= George Athans =

Canadian retired competitive water skier

George Athans (born 6 July 1952) is a Canadian retired competitive water skier. During his career he won 10 consecutive national titles from 1965 to 1974, the first at age 13. He has also broken 28 Canadian water skiing records. He is also in the Water Ski & Wakeboard Canada's Hall of Fame. Also known as George Athans Jr. to distinguish him from his father, Canadian Olympic Hall of Fame diver George Athans Sr.

Born in Kelowna, British Columbia, Athans was a member of the Canadian water ski team from 1966 to 1974 and participated in his first world championship in 1967. Athans won the world water ski championship in 1971 and 1973 and was named Canada's male amateur athlete of the year in both of those years.
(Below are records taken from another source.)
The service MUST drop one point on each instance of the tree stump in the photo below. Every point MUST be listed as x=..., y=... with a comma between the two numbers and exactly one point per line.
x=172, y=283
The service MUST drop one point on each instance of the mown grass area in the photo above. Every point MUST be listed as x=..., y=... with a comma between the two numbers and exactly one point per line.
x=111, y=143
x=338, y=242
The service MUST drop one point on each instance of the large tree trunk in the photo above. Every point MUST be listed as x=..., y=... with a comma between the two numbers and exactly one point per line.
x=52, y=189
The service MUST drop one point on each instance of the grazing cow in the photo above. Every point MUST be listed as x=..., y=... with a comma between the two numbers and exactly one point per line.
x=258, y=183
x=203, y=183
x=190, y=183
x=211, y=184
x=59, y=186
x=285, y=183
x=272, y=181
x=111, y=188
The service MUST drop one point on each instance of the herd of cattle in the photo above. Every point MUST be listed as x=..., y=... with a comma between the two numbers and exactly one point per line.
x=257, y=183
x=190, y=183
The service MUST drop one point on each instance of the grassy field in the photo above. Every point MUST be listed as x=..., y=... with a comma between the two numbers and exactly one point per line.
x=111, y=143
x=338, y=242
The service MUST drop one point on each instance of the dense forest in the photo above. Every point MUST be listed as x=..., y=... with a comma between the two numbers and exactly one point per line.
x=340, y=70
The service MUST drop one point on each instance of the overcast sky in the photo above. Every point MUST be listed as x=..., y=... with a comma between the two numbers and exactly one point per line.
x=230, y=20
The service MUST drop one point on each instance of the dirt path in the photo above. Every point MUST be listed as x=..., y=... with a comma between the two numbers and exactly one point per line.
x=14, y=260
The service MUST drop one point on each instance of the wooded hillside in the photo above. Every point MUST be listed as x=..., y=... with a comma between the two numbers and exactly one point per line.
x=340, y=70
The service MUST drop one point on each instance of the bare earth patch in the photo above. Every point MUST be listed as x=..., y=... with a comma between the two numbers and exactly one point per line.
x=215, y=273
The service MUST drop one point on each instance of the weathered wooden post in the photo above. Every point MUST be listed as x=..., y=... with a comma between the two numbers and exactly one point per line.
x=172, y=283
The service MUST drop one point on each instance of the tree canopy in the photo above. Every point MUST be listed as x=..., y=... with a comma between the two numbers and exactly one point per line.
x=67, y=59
At his final national championship in 1974, his closest competitor was his brother, Greg Athans. A knee injury prevented Athans from competing for the Canadian title in 1975 and he retired from competition.

During his competitive career, Athans moved to Montreal to attend Sir George Williams University. He competed in the Canadian Superstars competition in 1978 (finishing fourth) and 1979 (second). Following his retirement, Athans worked as a commentator for CBC Sports and founded Athans Communications, a video production company based in Montreal.

Athans was made a Member of the Order of Canada in 1974 and has been inducted into the Canadian Olympic Hall of Fame (1971), Canada's Sports Hall of Fame (1974), the Quebec Sports Hall of Fame (1980), the International Water Ski Federation Hall of Fame (1993), and the Water Ski and Wakeboard Canada Hall of Fame (2004).